Mayor of Cite Soleil
- Incumbent
- Assumed office 2016

Personal details
- Born: 1972 or 1973
- Occupation: Human rights defender, politician

= Jean Hislain Frederic =

Jean Hislain Frederic is a Haitian politician serving as the mayor of Cité Soleil, Port-au-Prince's largest neighborhood, since 2016. He has served as mayor throughout the Haitian gang war and prior gang conflicts.

== Biography ==
Frederic was born in either 1972 or 1973. In 2005, he was recognized by the Inter-American Commission on Human Rights along with other human rights defenders for his work in Collectif des Notables de Cite Soleil (CONOCS), a human rights organization based in Cite Soleil. When Frederic became mayor in 2016, he was faced with only $686 in the neighborhood's budget and $1,000,000 in debt from "zombie" employees. The first major crisis in his tenure was evacuating residents from the low-lying neighborhood from Hurricane Matthew.

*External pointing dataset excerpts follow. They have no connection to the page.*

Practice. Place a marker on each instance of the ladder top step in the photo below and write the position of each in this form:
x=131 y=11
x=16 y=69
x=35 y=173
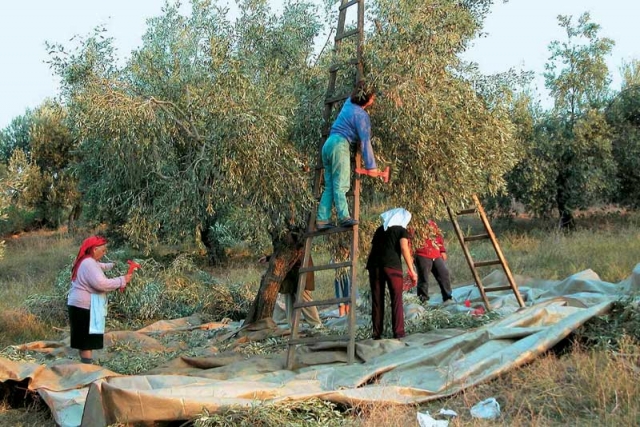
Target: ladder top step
x=486 y=263
x=337 y=98
x=331 y=301
x=346 y=34
x=349 y=4
x=498 y=288
x=326 y=267
x=466 y=211
x=313 y=340
x=476 y=237
x=330 y=231
x=338 y=66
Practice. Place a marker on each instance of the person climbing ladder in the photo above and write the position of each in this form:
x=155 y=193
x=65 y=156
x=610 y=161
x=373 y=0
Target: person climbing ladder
x=352 y=124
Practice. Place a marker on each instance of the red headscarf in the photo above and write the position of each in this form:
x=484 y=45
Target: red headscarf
x=85 y=252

In 2018, Frederic launched an investment program in Cite Soleil dubbed "Konbit Bibliyotek Site Soley". Frederic continued welfare programs in the city through 2019, prioritizing education. That same year, he opened up the town hall to Cite Soleil residents fleeing gang attacks in the city that killed 72. In 2020, he distributed 17,500 masks out to residents of the neighborhood during the COVID-19 pandemic. He criticized the Haitian government's handling of the COVID-19 pandemic, deploring the fact that he heard about government updates from the press like everyone else.

The anti-corruption unit of the Haitian government in August 2021 accused Frederic of misappropriating public funds in a town hall in October 2017. Since 2021, Cite Soleil has been one of the most-affected neighborhoods from gang violence.